Mel sank down to the floor, continuing to shift through the other things in the drawer.

His hand stopped. He remained motionless as recognition showered sudden frantic questions in his mind. There lay a ticket envelope marked Connemorra Lines.

The envelope was empty when he looked inside, and there was no name on it. But it was worn. As if it might have been carried to Mars and back.

In sudden frenzy he began examining each article and laying it in a careless pile on the floor. He recognized a pair of idiotic Martian dolls. He found a tourist map of the ruined cities of Mars. He found a menu from the Red Sands Hotel.

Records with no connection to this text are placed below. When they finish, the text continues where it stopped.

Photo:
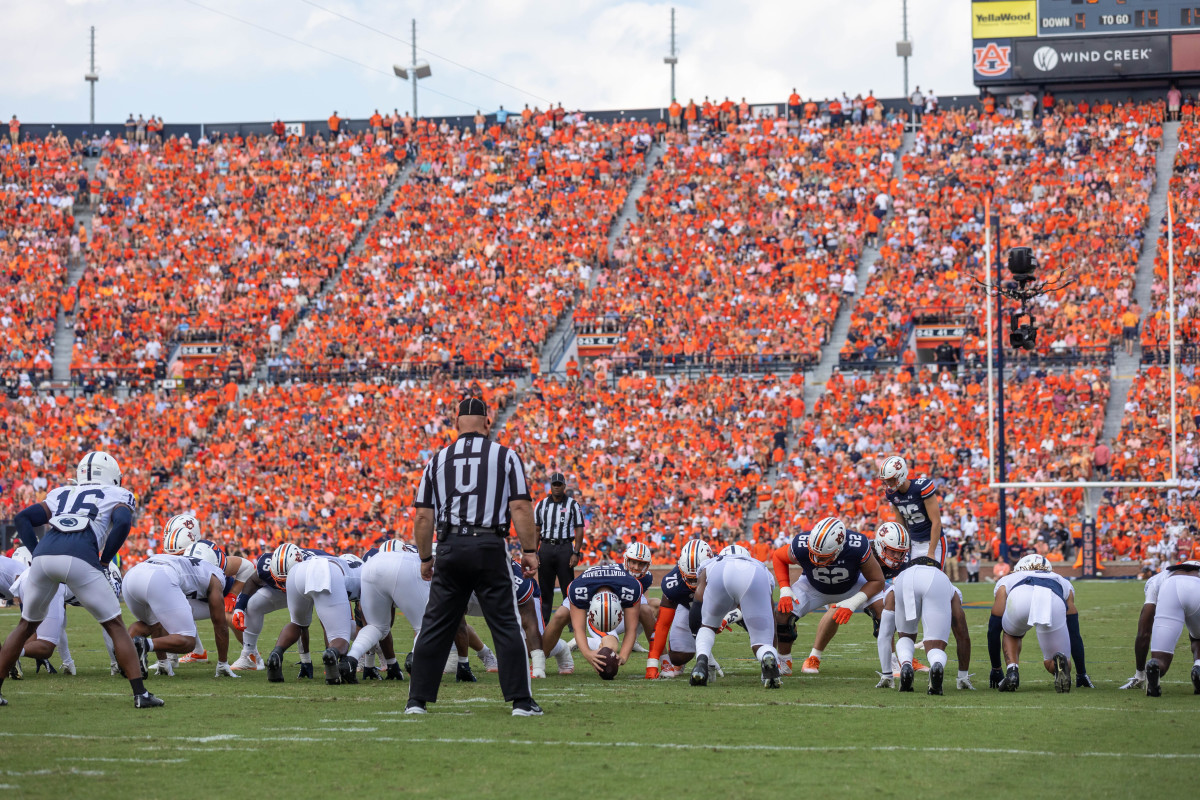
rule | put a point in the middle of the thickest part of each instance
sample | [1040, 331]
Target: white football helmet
[639, 553]
[893, 471]
[826, 541]
[205, 552]
[892, 545]
[605, 612]
[286, 557]
[736, 551]
[99, 468]
[694, 553]
[180, 533]
[1032, 563]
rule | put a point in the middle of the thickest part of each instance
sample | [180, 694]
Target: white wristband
[855, 602]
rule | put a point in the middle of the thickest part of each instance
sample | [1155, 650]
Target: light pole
[415, 71]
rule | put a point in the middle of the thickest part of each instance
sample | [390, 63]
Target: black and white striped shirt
[557, 521]
[472, 481]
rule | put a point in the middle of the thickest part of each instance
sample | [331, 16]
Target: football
[611, 663]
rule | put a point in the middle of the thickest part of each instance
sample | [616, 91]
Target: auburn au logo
[993, 60]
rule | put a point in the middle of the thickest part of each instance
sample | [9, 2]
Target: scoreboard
[1099, 17]
[1036, 42]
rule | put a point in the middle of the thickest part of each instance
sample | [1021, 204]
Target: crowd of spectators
[216, 240]
[1073, 184]
[747, 241]
[484, 248]
[40, 181]
[658, 461]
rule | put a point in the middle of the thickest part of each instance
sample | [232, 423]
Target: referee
[559, 522]
[472, 492]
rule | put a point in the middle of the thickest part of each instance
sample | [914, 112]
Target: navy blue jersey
[911, 506]
[675, 590]
[839, 577]
[606, 576]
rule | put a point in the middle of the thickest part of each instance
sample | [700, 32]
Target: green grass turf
[833, 734]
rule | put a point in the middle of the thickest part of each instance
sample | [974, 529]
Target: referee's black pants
[468, 564]
[553, 563]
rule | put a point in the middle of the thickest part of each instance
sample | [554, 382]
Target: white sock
[705, 641]
[905, 648]
[883, 644]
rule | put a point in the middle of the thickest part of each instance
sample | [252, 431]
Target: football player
[157, 593]
[313, 582]
[1145, 626]
[892, 546]
[604, 577]
[88, 524]
[1032, 596]
[735, 581]
[838, 567]
[1179, 605]
[672, 631]
[916, 507]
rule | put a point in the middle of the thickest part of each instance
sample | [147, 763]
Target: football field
[832, 734]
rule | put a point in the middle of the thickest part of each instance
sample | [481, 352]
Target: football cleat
[526, 709]
[906, 674]
[349, 669]
[1012, 680]
[771, 672]
[700, 672]
[1137, 681]
[143, 650]
[195, 657]
[275, 667]
[1153, 675]
[249, 661]
[333, 671]
[147, 701]
[936, 673]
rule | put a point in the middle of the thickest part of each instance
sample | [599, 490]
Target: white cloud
[187, 64]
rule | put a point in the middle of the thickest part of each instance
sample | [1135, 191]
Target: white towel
[318, 578]
[1042, 606]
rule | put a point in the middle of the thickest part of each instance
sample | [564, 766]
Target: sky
[189, 61]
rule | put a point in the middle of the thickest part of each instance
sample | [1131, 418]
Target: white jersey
[195, 575]
[9, 572]
[76, 507]
[1153, 584]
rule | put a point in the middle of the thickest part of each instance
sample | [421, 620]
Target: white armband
[855, 602]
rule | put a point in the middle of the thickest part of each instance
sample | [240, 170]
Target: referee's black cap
[472, 407]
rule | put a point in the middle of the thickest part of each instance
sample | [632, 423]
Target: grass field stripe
[792, 749]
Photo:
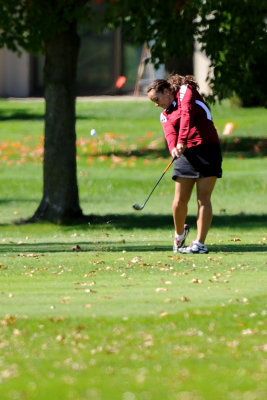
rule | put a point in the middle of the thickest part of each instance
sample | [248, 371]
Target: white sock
[198, 243]
[179, 236]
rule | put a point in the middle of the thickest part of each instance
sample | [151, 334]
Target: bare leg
[205, 187]
[183, 190]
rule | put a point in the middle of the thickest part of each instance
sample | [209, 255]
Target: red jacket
[188, 120]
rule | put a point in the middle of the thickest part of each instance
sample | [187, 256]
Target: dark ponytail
[176, 81]
[173, 83]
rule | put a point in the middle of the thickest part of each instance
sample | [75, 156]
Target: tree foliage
[231, 32]
[233, 35]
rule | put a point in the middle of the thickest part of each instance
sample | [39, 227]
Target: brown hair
[173, 83]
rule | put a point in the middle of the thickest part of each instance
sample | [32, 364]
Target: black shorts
[199, 162]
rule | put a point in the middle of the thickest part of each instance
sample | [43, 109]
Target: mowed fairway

And below all these there was a picture album. Alice at the Red Sands. Alice at the Phobos Oasis. Alice at the Darnella Ruins. He turned the pages of the album with numb fingers. Alice in a dozen Martian settings. Some of them were dated. About two years ago. They had gone together, Alice had said, but there was no evidence of Mel's presence on any such trip.

But it was equally impossible that Alice had made the trip, yet here was proof. Proof that swept him up in a doubting of his own senses. How could such a thing have taken place? Had he actually made such a trip and been stripped of the memory by some amnesia? Maybe he had forced himself to go with her and the power of his lifelong phobia had wiped it from his memory.

And what did it all have to do—if anything—with the unbelievable thing Dr. Winters had found about Alice?

Overcome with grief and exhaustion he sat fingering the mementos aimlessly while he stared at the pictures and the ticket envelope and the souvenirs.


Dr. Winters spoke a little more sharply than he intended. "I don't think anything is going to be solved by a wild-goose chase to Mars. It's going to cost you a great deal of money, and there isn't a single positive lead to any solution."